One of these things is writing - in a foreign language - for XOJane, and one of my articles has even been bought by the Dutch Elle magazine. How can one not be proud of that? (BTW, I cannot actually write with a pen, so that beautiful handwriting is a friend’s).
This is me with my NA 1 Year key ring, which I got after getting one year of clean time on September 15th. I didn't think I wanted to be clean, I certainly didn't think it was possible, but I have never been so proud of myself for anything.
One night when I was 21 I went to bed outgoing and sociable (and probably hungover), and woke up the next morning housebound. Suddenly, I couldn't go anywhere without having panic attacks so severe that I'd faint.
Two years and a lot of hard work later, I got better. Then I relapsed. Then I got better. Then I got glandular fever. Then I moved to London.
My point is, I may leave the house some days still carrying a mug of coffee and a wet toothbrush, but at least I leave it. Also, I no longer say 'eaukay' or 'yah'. Life is a journey, you guys.
I don't believe in false modesty but I did find this quite hard to do. Outside a job interview situation it isn't often you're asked to sum up any achievements! I'm proud of completing my Masters (without a mentor after I reported my designated mentor for sexual discrimination - not the first time such a complaint had been made I found out later).

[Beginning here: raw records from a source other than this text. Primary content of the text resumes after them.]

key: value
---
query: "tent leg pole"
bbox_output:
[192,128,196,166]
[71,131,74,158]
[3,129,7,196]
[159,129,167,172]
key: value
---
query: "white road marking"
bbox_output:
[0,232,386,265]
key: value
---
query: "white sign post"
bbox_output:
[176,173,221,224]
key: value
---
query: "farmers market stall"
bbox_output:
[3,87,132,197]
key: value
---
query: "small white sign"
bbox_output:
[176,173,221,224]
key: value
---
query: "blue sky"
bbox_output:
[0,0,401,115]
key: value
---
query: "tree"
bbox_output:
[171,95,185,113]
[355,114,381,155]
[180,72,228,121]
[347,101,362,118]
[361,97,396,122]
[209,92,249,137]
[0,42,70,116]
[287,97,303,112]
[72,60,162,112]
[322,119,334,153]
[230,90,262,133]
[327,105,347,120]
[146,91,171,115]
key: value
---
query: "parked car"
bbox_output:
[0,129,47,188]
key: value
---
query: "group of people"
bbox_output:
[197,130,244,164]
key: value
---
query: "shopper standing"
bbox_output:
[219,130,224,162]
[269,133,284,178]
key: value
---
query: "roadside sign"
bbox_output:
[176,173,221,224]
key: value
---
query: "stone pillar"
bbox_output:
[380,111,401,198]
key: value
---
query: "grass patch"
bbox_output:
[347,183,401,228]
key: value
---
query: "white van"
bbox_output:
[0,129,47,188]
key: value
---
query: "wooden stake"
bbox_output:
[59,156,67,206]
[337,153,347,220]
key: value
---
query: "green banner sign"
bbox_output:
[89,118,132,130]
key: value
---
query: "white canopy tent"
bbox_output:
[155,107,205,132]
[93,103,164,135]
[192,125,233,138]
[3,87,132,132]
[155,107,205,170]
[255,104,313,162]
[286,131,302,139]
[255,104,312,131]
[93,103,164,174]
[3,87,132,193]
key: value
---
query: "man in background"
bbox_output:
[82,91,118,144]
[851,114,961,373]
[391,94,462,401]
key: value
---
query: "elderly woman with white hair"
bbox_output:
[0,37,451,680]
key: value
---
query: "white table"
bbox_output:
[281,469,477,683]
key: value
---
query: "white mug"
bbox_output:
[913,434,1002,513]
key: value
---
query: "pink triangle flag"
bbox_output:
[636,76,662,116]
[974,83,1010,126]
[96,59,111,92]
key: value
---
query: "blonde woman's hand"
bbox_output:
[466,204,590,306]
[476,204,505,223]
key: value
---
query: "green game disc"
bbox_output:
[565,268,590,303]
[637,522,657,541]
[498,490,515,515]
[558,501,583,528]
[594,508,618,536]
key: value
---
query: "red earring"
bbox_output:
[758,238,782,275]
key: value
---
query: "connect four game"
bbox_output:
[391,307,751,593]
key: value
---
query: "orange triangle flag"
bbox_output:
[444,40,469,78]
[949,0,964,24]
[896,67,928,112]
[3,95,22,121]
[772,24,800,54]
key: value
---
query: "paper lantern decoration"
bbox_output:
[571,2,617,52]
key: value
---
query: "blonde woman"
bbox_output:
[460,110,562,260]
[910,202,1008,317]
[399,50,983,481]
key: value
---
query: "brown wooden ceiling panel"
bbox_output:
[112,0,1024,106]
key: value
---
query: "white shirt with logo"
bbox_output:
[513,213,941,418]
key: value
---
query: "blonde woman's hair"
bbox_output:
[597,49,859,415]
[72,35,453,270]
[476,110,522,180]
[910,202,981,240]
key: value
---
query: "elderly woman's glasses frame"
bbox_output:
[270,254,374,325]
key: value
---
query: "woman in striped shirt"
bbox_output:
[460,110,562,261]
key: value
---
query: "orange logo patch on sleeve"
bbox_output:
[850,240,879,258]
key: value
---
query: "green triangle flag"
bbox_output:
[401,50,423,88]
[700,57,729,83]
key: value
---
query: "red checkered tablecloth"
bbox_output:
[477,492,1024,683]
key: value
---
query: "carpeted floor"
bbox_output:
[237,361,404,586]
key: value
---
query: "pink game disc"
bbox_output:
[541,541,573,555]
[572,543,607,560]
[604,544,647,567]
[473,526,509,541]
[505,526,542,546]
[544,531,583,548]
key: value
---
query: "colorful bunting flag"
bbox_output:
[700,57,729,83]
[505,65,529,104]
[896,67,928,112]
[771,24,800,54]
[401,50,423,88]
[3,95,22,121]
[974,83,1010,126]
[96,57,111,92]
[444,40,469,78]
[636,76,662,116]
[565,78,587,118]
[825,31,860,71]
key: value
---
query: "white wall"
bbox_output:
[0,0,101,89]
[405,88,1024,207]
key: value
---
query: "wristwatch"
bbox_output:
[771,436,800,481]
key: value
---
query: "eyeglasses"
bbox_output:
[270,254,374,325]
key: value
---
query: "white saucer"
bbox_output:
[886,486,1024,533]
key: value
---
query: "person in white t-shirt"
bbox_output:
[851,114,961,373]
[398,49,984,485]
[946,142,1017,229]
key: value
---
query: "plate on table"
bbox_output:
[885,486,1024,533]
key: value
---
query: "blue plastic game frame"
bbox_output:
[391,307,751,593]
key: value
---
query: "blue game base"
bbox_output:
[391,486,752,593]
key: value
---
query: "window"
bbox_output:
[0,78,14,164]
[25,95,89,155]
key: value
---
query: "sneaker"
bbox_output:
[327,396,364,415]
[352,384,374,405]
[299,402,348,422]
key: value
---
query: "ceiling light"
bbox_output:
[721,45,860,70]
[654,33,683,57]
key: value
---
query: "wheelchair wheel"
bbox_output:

I'm proud that I know my own mind, to be a founding member of the Brighton Feminist Collective and that I made the deadline for this feature [which I may have been a bit naggy about- Alisande].
I have always tried not to take the easy way out and for me, having Gabe was a massive part of that. When I found out i was pregnant so many people were like 'Well, you can always have an abortion'' but I knew in my heart that it was not for me, despite the fact it would have made my life a million times simpler then and now. But I've never been that girl.
From fighting back at school bullies, to taking my first music college to court for breach of contract (and winning!) to figuring out how to become a parent, I'm proud that I've stuck to my guns.
I'm also hugely proud that I haven't forgotten who I am while becoming a parent. Completing my singing diploma while massively pregnant is probably the most significant thing I have ever done purely for my self but talent, discipline and courage are not things to be embarrassed about.